The bus rides were the least of my problems. I used to love the sight of snow on the ground while walking to my office. With each step, I noticed my feet were colder than usual. My hands were numb and my nose was bright red. “Is this what I have to look forward to for the rest of my life? Maybe not because there he is again,” I thought. He waved to me goodbye as he walked toward his office. I smiled and waved, waiting for the “I love you” gesture in sign language. Unfortunately, he was not waving at me; he was waving at the woman sitting at the bus stop to my right. Embarrassed, depressed, and cold, this was quite possibly the worst combination of feelings a person could endure.

Just as the clock struck noon, I noticed the sun struggling to peak through the clouds. Lunchtime would be the hardest, and I knew that. Every day I walked down Pennsylvania Avenue and sat down on our bench. I saw the Capitol building through bushes and hundreds of people walking up and down the street, eager to experience the city. I waited for him to meet me, only to be disappointed when he never arrived. He stood me up every single day. How could I not hate him? He left me to take on our city alone. My plan to treat each day as if he never left was not as brilliant as I had imagined.

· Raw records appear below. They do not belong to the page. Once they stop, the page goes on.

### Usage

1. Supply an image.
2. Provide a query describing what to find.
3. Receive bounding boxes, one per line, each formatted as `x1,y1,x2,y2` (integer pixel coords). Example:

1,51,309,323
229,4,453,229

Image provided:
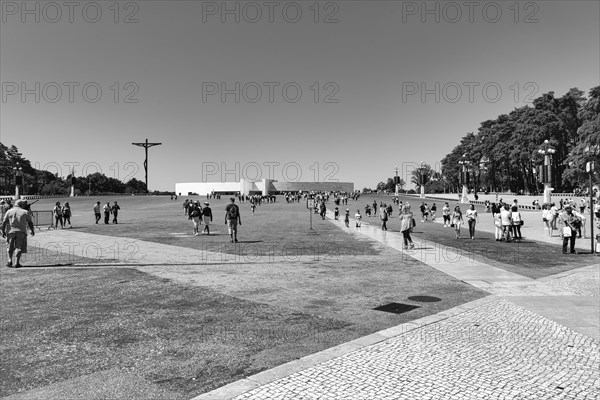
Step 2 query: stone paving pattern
235,299,600,400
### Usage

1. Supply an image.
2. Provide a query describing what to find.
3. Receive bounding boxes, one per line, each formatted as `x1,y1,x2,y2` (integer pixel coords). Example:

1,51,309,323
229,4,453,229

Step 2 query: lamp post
419,161,425,199
13,163,23,200
394,165,400,196
458,153,471,203
538,139,556,204
69,168,75,197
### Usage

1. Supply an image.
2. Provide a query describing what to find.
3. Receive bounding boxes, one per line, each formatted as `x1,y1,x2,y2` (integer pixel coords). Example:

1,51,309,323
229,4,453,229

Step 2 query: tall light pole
131,139,162,194
69,168,75,197
419,161,425,199
538,139,556,204
13,163,23,200
458,153,471,203
583,145,600,254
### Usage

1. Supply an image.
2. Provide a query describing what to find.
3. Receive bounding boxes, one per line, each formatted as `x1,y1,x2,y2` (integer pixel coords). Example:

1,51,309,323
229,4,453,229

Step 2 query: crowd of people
334,197,600,254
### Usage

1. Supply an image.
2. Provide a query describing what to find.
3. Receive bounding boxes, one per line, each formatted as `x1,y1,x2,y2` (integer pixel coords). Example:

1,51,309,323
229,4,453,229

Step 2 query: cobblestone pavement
542,268,600,297
229,299,600,400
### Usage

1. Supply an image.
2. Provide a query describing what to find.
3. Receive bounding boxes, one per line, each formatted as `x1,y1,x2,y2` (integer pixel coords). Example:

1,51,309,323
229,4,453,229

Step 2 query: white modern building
175,179,354,196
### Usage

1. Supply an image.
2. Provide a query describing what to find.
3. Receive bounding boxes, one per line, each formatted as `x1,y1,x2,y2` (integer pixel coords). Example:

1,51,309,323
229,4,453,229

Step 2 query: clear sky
0,0,600,190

I decided to change my plan. Find happiness in our old places. Fall back in love with D.C. Put the pieces of my heart together again, because I realized, then, that I did not need him anymore. I just wanted to feel his love one last time. Except his love is exactly where he left it… in our city. With every trip to the zoo or walk down Pennsylvania Avenue, I had our memories. Those memories were meant to be remembered, but not as hallucinations. I knew our lunch spot would shine again someday.

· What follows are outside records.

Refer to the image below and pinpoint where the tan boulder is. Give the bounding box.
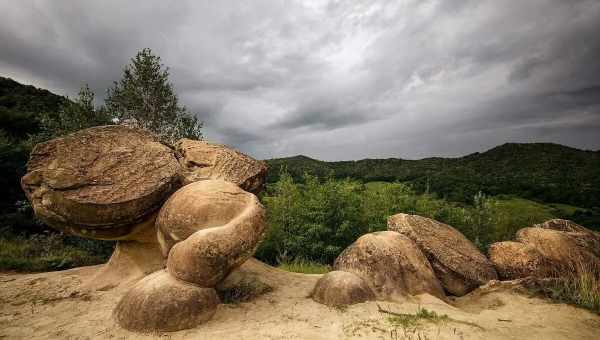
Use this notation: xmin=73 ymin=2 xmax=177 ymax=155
xmin=533 ymin=219 xmax=600 ymax=257
xmin=113 ymin=270 xmax=219 ymax=332
xmin=388 ymin=214 xmax=498 ymax=296
xmin=311 ymin=271 xmax=375 ymax=307
xmin=175 ymin=139 xmax=267 ymax=194
xmin=21 ymin=125 xmax=180 ymax=239
xmin=488 ymin=241 xmax=555 ymax=280
xmin=516 ymin=228 xmax=600 ymax=271
xmin=21 ymin=125 xmax=181 ymax=289
xmin=334 ymin=231 xmax=444 ymax=300
xmin=157 ymin=180 xmax=265 ymax=287
xmin=156 ymin=180 xmax=253 ymax=257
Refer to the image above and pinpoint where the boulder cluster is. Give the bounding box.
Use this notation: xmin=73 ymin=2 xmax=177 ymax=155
xmin=22 ymin=125 xmax=600 ymax=332
xmin=312 ymin=214 xmax=600 ymax=306
xmin=22 ymin=125 xmax=267 ymax=331
xmin=312 ymin=214 xmax=498 ymax=306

Flowers are finally blooming. Who knew color could be so beautiful? One flower particularly caught my eye. It was orange and beautiful, but it obstructed my view of the Capitol. As I move my face closer to smell the fragrance excreting from the bloom, a tall man interrupts me.

“Excuse me, Miss? I couldn’t help but notice that you sit in this exact same spot every day for lunch,” he says as he stumbles over a few of his words.

“I guess I am a creature of habit,” I say with a coy smile.

“Well, I won’t ask you to join me for lunch at a restaurant, then. So, instead, would you like some company?”